While household water treatment technologies for developing countries are not new, adoption still falls woefully short of need. According to the CDC, over two million people in 28 developing countries now use solar disinfection for daily drinking water treatment; however, that pales in comparison to the 900 million people who lack access to safe drinking water. Likewise, Potters for Peace has distributed over 200,000 ceramic filters in Cambodia and many more in other countries, but this only scratches the surface of a public health problem killing the equivalent of the entire population of Houston every year.

One stumbling block is the need to work through disparate non-retail channels to reach communities in need. Partnerships must be created with different nongovernmental agencies (NGOs) and multiple local organizations in each country. Finding willing partners is difficult, as is developing sustainable financial models for projects requiring donor funding and subsidies.

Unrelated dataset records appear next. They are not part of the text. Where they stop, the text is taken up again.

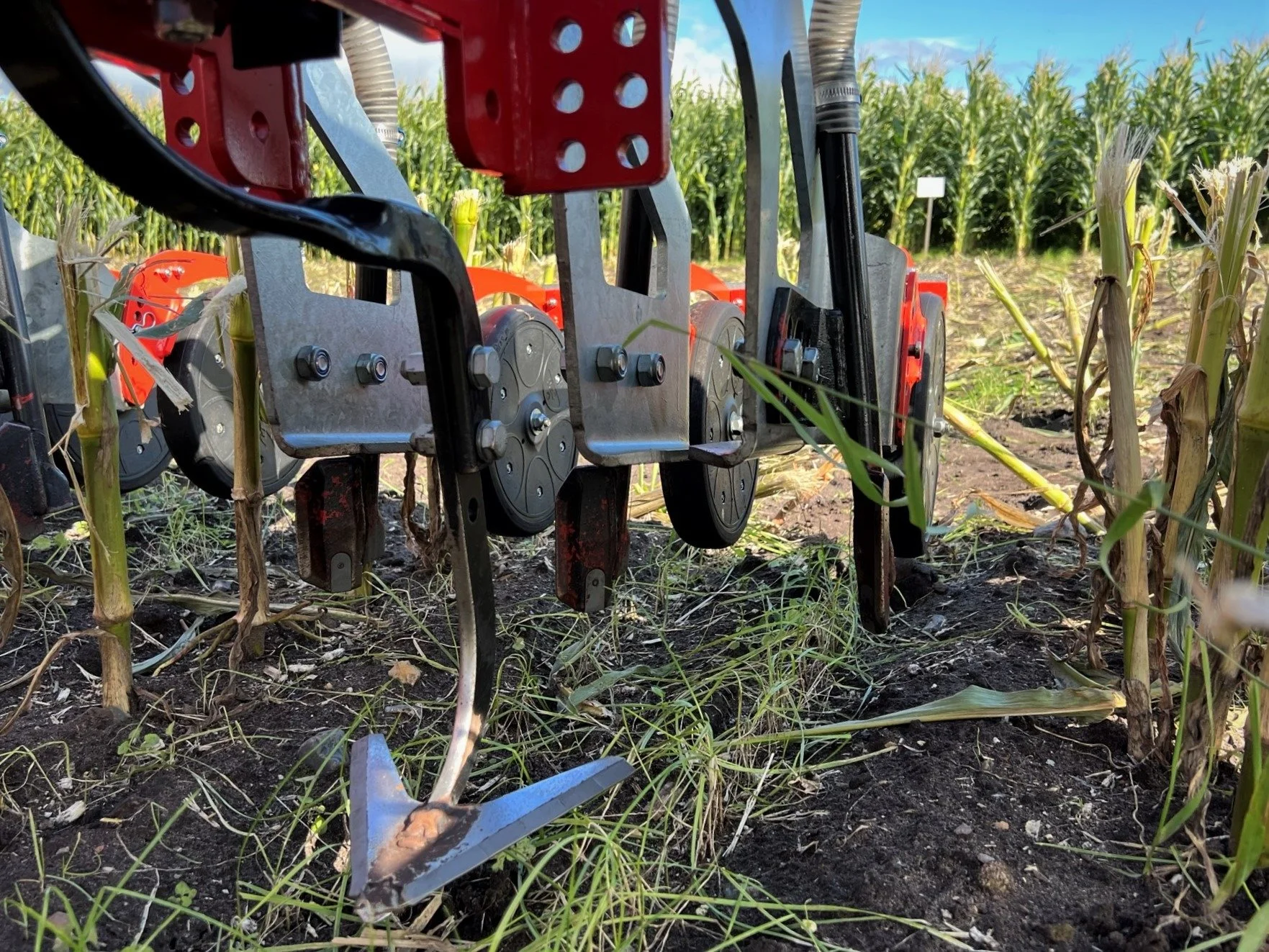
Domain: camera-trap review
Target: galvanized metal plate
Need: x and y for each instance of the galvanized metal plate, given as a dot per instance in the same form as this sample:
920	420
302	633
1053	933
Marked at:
773	66
338	414
620	422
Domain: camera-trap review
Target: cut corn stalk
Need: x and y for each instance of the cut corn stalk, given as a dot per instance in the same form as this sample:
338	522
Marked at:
1024	325
1054	495
248	486
1116	178
96	425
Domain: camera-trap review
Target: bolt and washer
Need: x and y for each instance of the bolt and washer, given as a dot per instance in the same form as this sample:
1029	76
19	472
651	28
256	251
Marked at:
650	370
485	367
412	368
490	440
371	368
312	362
811	365
612	362
791	357
537	425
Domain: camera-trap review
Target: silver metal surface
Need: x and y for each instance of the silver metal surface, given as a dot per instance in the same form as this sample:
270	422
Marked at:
36	259
767	35
339	414
618	422
392	860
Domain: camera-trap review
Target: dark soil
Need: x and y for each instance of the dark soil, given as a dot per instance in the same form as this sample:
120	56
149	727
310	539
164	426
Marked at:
934	829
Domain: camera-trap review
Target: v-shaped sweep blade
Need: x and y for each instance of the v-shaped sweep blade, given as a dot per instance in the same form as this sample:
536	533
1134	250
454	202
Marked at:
402	849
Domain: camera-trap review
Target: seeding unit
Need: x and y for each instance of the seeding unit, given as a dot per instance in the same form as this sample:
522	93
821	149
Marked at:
562	96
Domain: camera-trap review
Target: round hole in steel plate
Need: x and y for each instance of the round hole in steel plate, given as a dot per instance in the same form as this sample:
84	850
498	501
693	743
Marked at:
566	37
632	153
631	28
187	132
632	91
569	96
572	156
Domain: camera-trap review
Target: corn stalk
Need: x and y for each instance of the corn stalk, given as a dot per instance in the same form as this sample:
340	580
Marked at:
248	480
96	425
1119	172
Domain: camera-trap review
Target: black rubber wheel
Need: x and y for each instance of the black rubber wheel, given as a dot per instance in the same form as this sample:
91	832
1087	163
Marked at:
140	462
202	437
530	399
710	505
926	407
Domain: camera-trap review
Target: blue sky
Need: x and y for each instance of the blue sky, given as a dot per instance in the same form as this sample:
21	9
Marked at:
1076	32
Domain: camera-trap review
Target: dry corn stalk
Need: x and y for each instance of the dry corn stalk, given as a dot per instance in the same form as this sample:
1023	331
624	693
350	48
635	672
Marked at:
1116	179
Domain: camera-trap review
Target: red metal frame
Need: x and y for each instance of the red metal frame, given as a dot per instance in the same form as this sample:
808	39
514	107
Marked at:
505	73
155	297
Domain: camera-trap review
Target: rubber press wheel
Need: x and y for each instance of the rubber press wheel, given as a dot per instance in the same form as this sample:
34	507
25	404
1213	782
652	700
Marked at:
141	462
530	399
710	505
202	437
926	407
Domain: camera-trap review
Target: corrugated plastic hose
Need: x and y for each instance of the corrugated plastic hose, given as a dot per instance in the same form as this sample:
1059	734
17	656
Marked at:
374	79
834	24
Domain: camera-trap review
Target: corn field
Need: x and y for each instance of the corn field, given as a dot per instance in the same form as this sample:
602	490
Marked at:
1019	158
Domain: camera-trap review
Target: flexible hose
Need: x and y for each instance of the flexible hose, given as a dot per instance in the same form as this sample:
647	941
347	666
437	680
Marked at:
374	79
833	64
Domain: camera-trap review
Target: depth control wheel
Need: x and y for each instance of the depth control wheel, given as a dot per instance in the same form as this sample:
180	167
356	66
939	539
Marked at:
530	400
926	427
710	505
202	437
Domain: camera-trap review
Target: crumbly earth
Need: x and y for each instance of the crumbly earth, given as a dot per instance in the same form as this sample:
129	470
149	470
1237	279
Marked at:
1019	834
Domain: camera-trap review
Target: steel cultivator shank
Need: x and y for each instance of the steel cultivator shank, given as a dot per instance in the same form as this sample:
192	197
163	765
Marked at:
566	96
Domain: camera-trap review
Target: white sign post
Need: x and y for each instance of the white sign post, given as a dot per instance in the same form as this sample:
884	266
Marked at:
931	187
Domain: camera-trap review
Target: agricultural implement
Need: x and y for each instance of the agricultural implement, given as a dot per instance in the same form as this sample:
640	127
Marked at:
562	96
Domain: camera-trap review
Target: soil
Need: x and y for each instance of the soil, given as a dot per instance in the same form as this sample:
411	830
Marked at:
942	827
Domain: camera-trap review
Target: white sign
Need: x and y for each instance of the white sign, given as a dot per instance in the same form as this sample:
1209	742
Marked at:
931	187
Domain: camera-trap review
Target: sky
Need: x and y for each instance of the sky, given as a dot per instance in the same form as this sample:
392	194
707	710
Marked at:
1079	33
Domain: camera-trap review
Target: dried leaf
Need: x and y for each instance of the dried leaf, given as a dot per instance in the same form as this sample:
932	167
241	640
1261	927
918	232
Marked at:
405	673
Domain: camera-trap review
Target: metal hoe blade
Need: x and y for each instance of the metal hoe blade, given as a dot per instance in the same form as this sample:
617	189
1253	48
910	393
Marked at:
402	849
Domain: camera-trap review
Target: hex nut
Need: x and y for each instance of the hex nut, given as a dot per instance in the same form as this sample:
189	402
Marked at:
312	362
412	370
490	440
612	362
811	365
485	367
791	357
650	370
372	368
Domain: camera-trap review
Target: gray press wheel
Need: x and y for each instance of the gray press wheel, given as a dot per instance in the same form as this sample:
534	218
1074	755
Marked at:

Therefore, distribution strategies vary widely. In the case of chlorination, implementations range from a faith-based group in northern Haiti making and bottling its own hypochlorite solution to a large-scale program in which NGO Population Services International both promotes and distributes its own product on a country-by-country basis through local channels such as community health workers and private pharmacies. In the case of ceramic filters, Potters for Peace helps local communities set up filter-making factories that in turn sell their products to NGOs. Each solution and supplier must forge its own path.

Equally challenging is the need to select the most appropriate treatment method for a community’s specific circumstances. Variables such as existing water and sanitation conditions, water quality, cultural acceptability, implementation feasibility and availability of a supply chain for refills or replacement parts will affect the decision. In addition, any implementation must include an education component to teach the use of each technology as well as proper sanitation, food and water handling.

Nevertheless, household water treatment holds the potential to save millions of lives. Until universal access to piped treated water is available, if ever, these decentralized technologies and the small-scale humanitarian models required to deploy them are the best hope for reducing the disease and death toll related to dirty water. Creative solutions, entrepreneurship and new business models will be needed to remove distribution obstacles, provide government funding or microfinancing and bring relief to millions of people who put their lives in danger simply by taking a drink.